Consider $x_n=(0100)^n$ and $y_n=(1011)^n$. Then $x_iy_j$ contains $i$ number of 010s and $j$ number of $101s$. That is, $x_iy_j$ is in the language if and only if $i=j$.
So $x_i$ represents a distinct Nerode-Myhill equivalence classes for all $i$. Since there are infinitely many such $x_i$, there are infinitely many Myhill-Nerode equivalence classes. By Myhill–Nerode theorem, the language is not regular.
Here are several related exercises. Exercise 2 answers the more general situation in the question.
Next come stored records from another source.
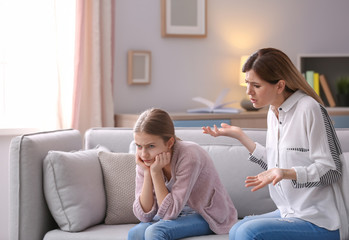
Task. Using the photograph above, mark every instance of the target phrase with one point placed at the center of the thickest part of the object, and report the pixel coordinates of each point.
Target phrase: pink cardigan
(196, 183)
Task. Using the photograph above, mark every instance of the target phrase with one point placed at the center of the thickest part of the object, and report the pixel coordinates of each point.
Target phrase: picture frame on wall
(184, 18)
(139, 67)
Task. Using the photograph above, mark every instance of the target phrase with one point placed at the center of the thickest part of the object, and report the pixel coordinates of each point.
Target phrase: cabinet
(332, 66)
(255, 119)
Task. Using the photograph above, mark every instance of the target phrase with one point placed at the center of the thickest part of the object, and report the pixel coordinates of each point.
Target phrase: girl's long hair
(156, 122)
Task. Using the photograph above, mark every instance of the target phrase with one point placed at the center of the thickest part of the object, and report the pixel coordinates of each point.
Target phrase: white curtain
(93, 101)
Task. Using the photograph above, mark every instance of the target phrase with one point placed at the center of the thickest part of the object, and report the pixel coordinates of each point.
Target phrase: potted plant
(343, 91)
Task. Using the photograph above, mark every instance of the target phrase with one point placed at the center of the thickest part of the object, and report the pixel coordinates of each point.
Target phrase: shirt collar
(292, 100)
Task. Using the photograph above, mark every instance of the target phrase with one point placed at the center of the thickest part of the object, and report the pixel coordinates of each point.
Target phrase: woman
(178, 191)
(301, 158)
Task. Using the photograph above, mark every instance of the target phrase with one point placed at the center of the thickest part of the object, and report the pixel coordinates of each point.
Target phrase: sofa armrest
(30, 218)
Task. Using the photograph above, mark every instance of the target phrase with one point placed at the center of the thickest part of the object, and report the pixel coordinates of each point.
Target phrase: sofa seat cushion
(233, 166)
(110, 232)
(73, 187)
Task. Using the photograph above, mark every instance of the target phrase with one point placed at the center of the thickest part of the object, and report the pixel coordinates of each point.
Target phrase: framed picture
(184, 18)
(139, 65)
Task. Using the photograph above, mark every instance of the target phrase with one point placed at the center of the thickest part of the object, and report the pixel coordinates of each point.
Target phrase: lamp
(245, 102)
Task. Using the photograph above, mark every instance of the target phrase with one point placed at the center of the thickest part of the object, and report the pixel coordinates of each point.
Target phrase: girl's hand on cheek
(161, 160)
(140, 163)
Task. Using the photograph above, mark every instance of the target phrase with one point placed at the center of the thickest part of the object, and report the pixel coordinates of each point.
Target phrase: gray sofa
(31, 219)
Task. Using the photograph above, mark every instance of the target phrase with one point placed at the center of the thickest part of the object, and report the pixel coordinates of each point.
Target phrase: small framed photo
(184, 18)
(139, 65)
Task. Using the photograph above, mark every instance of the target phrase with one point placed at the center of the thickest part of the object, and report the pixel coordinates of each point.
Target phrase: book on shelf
(214, 107)
(327, 90)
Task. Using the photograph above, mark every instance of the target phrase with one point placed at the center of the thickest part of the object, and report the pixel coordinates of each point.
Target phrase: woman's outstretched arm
(231, 131)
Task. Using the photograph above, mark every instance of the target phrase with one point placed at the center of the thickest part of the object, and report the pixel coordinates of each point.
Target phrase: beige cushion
(119, 172)
(73, 187)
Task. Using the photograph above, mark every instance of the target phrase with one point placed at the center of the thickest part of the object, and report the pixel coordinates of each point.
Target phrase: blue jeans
(183, 226)
(272, 227)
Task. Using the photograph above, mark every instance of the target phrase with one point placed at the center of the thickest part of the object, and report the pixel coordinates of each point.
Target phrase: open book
(214, 107)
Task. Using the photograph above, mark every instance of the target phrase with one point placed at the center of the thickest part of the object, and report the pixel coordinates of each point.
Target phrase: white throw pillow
(73, 187)
(119, 172)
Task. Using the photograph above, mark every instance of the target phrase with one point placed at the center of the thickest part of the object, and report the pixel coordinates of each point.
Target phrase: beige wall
(183, 68)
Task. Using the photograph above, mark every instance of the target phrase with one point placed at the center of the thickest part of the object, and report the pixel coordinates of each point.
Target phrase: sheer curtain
(56, 64)
(36, 63)
(93, 98)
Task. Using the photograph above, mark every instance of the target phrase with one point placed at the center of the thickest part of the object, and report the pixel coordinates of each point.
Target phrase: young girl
(178, 191)
(302, 157)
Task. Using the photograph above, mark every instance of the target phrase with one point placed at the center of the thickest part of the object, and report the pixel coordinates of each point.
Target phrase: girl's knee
(154, 232)
(133, 234)
(245, 231)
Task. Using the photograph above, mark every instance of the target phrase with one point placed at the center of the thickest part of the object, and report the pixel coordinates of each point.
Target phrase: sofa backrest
(30, 218)
(228, 155)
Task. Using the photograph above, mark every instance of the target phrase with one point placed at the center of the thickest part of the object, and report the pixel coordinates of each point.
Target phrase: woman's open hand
(225, 130)
(273, 176)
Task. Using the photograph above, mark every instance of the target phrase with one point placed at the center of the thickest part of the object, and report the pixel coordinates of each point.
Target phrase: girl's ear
(170, 142)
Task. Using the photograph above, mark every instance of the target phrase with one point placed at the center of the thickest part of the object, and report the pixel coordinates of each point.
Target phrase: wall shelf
(333, 66)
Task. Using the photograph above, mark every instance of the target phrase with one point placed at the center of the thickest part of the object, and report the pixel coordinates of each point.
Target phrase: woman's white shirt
(303, 138)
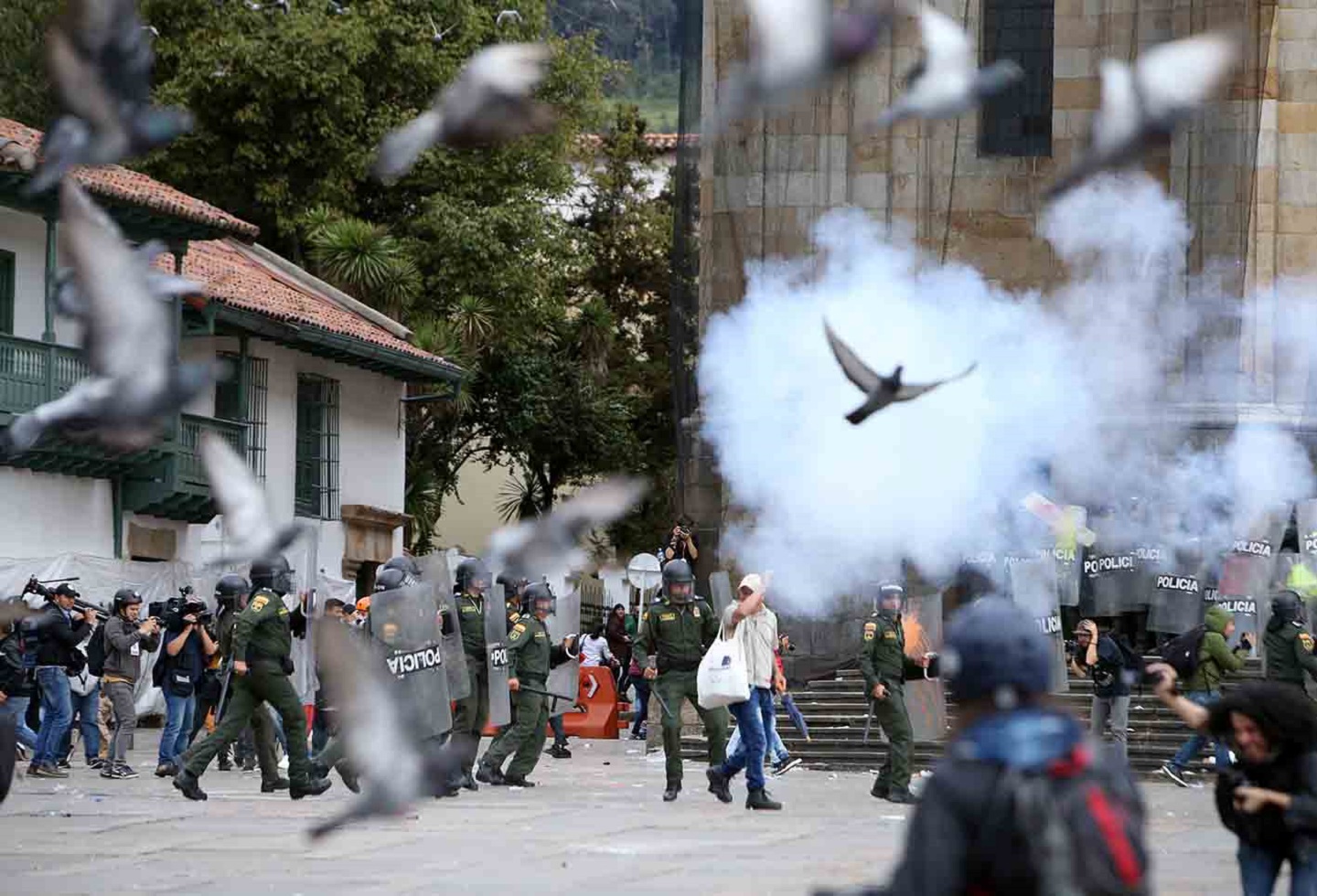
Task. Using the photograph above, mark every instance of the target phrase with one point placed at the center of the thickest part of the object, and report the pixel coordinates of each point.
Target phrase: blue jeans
(17, 707)
(1191, 749)
(750, 722)
(1259, 869)
(87, 708)
(57, 712)
(178, 727)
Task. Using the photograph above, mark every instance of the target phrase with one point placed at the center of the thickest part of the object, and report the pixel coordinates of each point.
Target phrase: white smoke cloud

Exercise 3 is a further generalization.
Let $\Sigma=\{0,1\}$.
Exercise 1. The language of words over alphabet $\Sigma$ containing the same number of 01s and 10s is regular. The language of words over alphabet $\{0,1, 2\}$ containing the same number of 01s and 10s is not regular.
Exercise 2. Let nonempty $w\in \Sigma^*$. Let $\overline w$ be the one's complement of $w$. For example, $\overline{010010111}=101101000$. Let $E_w$ be the language of words over $\Sigma$ containing the same number of $w$s and $\overline w$s. Show that
$$ E_w\text{ is regular} \iff w=01\text{ or }w=10$$
(It may take a while to do this exercise.)
Exercise 3. Let $u$ and $v$ be two different non-empty words in $\Sigma^*$. Let $E_{u,v}$ be the language of words over $\Sigma$ containing the same number of $u$s and $v$s. Let $N_{u,v}$ be the language of words over $\Sigma$ containing no $u$ nor $v$ as a subword. Show that
$$ L_{u,v}\text{ is regular } \iff
\{u,v\}=\{01,10\}\text{ or } E_{u,v} = N_{u,v}.$$
(It may take a while to do this exercise.)